Tudo nele parecia irritável. A situação andava tão crítica que ela o via como uma grande lagartixa a arrastar-se pela parede do imaginário, ou uma espécie de sanguessuga que lhe roubava toda energia e ainda exigia sempre mais. “Amorzinho, já tomou o remédio?” “Não te esquece da academia”, lembrava, ao contrário de muitos maridos que não aceitam muito bem as esposas nestes espaços. Pela manhã, o danado sempre preparava frutas e um suco. Media a torrada para não exagerar na manteiga, no mel que reconhecia ser saudável, mas “sem exageros”.
Não era um marido, era um fiscal. Um nutricionista improvisado, um serviçal doméstico eficiente. Ela nunca chegava atrasada no trabalho. Ele a despertava sempre, com toque suave para não agredi-la. Era carinhoso. Quem quer ternura às 5 da manhã? Assim, até ao meio-dia, sentia-se em estado dormente. Lá pelas tantas acordava. Santo café expresso! E aí, no whatsapp, ele que sabia tudo, recomendava. “Meu bem, olha que café escurece os dentes!”
Nas redes sociais, ela era ultracomportada. Ele sabia disso, mas preocupava-se com o sedentarismo. Com o esforço exagerado para os olhos. Entrava em cena o marido-oftalmologista com dicas de origem duvidosa da Internet. Chatice! Quem acreditava naquelas pesquisas de universidades estrangeiras, das quais, nunca ouvira falar? Ele, ora! A versão marido-motorista a agradava mais. Levava à academia, fazia as compras da casa. Prestativo e de boca fechada. Atento ao trânsito.
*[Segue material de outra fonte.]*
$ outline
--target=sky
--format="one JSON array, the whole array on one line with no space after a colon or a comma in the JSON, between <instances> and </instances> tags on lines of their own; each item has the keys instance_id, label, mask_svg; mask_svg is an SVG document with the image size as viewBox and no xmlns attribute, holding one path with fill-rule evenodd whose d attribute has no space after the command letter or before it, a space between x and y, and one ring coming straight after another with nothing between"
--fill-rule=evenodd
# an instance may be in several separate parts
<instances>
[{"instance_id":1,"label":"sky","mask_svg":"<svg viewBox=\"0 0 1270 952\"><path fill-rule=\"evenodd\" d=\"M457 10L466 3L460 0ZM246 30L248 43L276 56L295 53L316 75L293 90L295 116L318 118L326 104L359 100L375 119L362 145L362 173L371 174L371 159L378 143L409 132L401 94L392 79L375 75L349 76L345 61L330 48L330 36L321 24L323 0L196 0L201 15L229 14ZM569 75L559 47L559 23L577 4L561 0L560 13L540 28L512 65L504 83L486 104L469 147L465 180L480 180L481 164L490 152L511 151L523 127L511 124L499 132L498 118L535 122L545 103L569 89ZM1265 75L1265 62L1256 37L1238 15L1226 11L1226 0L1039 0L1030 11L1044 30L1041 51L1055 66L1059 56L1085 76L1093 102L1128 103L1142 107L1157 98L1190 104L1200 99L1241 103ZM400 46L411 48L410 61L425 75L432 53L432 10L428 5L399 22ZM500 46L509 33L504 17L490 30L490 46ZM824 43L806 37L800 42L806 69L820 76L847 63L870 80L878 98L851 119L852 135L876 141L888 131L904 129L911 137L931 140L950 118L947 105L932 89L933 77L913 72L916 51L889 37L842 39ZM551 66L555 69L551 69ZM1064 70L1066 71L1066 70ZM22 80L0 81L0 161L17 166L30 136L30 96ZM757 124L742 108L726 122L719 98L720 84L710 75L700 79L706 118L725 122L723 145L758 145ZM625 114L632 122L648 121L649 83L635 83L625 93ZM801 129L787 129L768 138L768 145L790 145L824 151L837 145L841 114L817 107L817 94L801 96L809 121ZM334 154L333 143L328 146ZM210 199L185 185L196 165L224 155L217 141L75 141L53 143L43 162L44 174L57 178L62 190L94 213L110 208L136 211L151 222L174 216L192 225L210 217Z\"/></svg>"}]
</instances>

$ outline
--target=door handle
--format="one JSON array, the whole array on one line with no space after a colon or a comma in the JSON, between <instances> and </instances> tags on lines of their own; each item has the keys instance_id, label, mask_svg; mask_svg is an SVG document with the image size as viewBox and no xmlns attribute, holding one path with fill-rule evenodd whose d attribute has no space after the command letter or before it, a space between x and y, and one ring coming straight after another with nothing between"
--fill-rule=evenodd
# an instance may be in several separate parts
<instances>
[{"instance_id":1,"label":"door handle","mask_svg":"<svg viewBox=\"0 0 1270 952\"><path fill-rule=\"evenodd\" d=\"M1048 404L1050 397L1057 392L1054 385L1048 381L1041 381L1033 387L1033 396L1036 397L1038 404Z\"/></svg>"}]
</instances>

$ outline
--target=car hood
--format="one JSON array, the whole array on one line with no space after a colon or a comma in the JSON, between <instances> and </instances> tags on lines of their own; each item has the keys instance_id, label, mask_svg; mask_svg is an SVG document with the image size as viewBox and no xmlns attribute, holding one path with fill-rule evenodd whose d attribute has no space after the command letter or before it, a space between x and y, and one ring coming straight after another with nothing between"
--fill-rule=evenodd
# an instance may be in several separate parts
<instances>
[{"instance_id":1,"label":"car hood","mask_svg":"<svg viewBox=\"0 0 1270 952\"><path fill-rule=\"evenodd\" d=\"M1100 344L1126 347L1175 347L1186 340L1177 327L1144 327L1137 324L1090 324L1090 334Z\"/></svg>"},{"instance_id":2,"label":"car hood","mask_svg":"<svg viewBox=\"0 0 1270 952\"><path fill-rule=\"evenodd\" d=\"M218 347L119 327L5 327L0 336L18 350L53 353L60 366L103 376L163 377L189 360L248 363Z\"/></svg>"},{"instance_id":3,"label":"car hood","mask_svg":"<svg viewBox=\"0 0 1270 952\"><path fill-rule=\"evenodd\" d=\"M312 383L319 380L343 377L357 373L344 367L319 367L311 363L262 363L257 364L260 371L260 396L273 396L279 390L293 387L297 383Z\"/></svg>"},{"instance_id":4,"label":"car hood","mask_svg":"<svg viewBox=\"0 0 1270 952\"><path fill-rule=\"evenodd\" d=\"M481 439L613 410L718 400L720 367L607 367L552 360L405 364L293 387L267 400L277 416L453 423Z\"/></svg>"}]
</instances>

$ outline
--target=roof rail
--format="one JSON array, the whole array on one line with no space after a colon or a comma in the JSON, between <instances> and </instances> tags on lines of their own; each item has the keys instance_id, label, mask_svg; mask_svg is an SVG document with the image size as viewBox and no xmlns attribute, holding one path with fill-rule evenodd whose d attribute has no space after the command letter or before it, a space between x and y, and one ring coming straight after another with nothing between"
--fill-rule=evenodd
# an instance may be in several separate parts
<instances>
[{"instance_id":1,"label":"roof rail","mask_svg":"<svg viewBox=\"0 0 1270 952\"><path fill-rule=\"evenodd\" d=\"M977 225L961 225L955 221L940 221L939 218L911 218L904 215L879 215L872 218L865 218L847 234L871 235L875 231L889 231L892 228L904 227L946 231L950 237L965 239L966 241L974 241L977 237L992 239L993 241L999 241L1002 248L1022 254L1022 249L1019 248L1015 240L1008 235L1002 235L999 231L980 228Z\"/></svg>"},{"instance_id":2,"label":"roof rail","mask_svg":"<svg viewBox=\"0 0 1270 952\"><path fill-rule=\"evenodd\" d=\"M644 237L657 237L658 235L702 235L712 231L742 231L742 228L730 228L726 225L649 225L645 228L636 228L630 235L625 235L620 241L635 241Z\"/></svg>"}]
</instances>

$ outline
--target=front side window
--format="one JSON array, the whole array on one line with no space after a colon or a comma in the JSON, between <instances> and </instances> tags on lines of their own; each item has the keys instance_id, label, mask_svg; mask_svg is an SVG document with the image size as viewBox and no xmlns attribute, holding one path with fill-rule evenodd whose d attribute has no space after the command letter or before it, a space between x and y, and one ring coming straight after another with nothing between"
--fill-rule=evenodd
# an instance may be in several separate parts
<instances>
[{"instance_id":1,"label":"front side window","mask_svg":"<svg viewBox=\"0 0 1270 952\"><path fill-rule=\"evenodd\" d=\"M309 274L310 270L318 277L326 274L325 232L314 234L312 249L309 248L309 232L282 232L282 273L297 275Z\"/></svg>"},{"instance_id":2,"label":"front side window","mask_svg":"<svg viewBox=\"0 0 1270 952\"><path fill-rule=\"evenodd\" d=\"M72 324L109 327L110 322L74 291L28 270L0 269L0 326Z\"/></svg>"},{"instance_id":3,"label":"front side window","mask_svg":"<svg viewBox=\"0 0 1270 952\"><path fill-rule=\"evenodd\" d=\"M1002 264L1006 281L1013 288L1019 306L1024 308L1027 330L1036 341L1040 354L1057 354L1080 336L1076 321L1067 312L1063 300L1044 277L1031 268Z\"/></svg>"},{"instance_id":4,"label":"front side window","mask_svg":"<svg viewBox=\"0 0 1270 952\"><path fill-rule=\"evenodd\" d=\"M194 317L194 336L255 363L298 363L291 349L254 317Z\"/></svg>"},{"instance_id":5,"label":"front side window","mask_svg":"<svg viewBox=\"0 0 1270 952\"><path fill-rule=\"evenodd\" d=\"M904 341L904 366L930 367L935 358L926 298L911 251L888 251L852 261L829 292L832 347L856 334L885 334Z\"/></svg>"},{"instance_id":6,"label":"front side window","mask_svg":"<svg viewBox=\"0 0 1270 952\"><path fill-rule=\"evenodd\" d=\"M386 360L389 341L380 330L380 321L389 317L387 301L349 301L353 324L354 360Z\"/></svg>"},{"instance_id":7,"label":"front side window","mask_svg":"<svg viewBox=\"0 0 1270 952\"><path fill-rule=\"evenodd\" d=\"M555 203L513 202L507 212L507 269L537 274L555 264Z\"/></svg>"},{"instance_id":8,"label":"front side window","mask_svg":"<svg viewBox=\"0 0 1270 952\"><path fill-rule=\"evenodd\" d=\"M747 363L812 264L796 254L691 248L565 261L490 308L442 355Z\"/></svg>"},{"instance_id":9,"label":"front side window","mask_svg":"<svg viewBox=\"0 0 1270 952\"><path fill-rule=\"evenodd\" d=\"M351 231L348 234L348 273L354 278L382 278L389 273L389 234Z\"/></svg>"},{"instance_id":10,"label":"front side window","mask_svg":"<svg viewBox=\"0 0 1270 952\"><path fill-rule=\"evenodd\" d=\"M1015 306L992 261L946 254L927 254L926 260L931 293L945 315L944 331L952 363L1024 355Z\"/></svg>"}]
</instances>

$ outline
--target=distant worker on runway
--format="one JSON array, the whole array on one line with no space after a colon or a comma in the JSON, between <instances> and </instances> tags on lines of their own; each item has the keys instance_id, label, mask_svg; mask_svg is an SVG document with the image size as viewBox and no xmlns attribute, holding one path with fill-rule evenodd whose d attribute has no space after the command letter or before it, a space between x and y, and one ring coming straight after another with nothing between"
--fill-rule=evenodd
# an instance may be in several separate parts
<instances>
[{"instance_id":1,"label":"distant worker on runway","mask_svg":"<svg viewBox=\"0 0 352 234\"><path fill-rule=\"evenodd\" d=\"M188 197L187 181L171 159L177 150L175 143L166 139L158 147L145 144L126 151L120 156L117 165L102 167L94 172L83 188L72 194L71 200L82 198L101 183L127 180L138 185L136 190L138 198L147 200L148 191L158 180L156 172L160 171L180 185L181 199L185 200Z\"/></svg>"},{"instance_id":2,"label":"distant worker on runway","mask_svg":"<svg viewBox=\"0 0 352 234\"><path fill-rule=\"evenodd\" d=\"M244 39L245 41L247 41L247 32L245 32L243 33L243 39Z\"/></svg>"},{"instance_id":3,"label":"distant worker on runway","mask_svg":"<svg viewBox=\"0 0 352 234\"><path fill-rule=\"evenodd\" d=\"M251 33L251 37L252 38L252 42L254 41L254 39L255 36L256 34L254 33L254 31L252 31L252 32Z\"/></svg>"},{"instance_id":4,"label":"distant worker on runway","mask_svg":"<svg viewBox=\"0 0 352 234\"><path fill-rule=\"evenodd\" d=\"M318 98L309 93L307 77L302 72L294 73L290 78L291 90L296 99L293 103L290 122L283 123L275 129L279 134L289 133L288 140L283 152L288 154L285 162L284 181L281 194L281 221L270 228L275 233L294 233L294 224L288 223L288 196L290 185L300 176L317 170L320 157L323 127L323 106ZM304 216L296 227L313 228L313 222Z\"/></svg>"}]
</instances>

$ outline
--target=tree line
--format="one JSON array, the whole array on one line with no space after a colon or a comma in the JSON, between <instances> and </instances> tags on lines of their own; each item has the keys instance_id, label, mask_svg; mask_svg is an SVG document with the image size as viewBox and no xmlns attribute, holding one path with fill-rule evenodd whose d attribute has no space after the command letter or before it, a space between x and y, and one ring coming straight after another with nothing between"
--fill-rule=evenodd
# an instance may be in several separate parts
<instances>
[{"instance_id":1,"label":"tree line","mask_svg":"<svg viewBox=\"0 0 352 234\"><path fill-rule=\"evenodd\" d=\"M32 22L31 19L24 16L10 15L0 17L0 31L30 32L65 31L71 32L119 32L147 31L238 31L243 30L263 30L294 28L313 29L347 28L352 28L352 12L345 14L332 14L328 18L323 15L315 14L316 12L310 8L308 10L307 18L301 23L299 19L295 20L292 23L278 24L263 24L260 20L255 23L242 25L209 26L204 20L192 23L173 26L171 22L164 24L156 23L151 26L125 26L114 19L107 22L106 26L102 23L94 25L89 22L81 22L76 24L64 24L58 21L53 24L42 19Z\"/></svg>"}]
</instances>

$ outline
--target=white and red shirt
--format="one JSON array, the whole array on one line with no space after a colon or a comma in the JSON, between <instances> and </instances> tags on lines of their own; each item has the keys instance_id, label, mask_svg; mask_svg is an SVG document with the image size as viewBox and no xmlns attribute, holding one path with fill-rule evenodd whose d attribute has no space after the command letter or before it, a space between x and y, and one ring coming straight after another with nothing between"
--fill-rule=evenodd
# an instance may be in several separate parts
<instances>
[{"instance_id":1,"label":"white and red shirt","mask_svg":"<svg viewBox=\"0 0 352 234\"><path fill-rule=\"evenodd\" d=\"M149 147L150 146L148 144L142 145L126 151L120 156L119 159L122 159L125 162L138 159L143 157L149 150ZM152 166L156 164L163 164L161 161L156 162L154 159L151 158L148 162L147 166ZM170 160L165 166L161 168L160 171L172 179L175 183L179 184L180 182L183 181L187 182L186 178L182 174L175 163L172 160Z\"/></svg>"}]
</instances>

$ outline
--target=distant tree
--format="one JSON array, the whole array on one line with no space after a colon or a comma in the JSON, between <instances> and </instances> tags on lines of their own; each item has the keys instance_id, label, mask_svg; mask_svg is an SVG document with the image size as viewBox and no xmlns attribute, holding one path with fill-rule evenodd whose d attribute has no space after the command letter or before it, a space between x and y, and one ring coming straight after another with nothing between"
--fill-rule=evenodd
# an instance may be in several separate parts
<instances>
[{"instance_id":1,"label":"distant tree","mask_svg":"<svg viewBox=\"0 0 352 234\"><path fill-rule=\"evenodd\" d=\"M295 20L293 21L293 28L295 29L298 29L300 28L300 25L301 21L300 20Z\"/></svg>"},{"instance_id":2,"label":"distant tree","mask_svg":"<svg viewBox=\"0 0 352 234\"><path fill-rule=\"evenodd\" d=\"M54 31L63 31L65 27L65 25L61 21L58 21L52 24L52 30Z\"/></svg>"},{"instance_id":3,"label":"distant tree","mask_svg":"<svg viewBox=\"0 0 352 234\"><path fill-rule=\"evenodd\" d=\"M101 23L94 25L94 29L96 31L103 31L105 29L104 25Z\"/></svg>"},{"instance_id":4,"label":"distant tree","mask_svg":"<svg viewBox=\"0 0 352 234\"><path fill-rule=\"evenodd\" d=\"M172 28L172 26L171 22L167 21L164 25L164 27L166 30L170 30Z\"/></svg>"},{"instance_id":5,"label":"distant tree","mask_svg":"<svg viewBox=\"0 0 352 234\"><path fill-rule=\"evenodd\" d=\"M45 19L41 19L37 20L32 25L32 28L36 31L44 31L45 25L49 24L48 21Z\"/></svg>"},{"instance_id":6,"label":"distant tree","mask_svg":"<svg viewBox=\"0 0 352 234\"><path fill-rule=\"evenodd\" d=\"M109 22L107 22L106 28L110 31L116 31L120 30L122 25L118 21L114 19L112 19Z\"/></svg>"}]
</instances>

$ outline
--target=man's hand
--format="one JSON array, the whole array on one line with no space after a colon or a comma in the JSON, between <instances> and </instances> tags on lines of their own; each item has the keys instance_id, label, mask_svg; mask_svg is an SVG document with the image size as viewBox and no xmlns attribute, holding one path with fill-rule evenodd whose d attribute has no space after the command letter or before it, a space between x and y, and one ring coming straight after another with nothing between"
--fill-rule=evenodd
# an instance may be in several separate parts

A versão marido-secretário-executivo a tirava do sério. Lembrava datas de aniversário de qualquer ex-colega, ex-chefe ou ser vivo que haviam cruzado. E lá estava ela ligando para uma prima distante, uma madrinha esquecida de infância. As velhas adoravam a lembrança.
Sim, ele era um chato. Metódico, definira as sextas-feiras como o dia do cinema. O mundo podia desabar, um cometa cair na vizinhança, sempre haveria um lançamento em cartaz. Nas quartas, frequentavam alguns bares bacanas, mas todos relacionados com a história de namoro. Era o dia da paixão e ele, infalível, de tempos em tempos a presenteava com alguma roupa íntima sexy. Ela argumentava que amor e prazer não precisam de rotina.
Ele não era ciumento, mas certa vez, teve um chilique quando a viu almoçando com um colega do almoxarifado. “Mulher minha não confraterniza sozinha com um cara desses!” Ele não confiava na possibilidade de amizade sem riscos entre homens e mulheres. “Um dia ele mostra as unhas. Conheço esses tipos.” A crise foi superada em menos de 24 horas. O casamento seguiu a rotina óbvia, as mesmas marcas de papel higiênico, as mesmas pastas de dente. Ele só não se envolvia nos shampoos que ela escolhia. Até o dia em que ela radicalizou e o mandou embora.
Monotonia nunca mais! Queria tudo novo. Sem homens! Queria refazer a turma de amigas. Queria o direito de atrasar no trabalho, comer frituras. Um pudim inteiro! Quem liga? E assim, viveu exatos sete meses. Passado esse tempo, sentiu falta do café, das frutas, da atenção especial de todo o dia. O colega, bom amigo do almoxarifado, confirmou a tese do ex e lhe passara uma cantada. Nojo! Homem é tudo igual.
Voltou para a casa, onde uma bagunça a esperava e um estranho vazio a preocupava. A turma de amigas? Casadas. Só falavam de filhos. As solteiras, festeiras demais. Aquele vazio, poderia chamar-se saudade. Mas quem sentiria falta de um chato?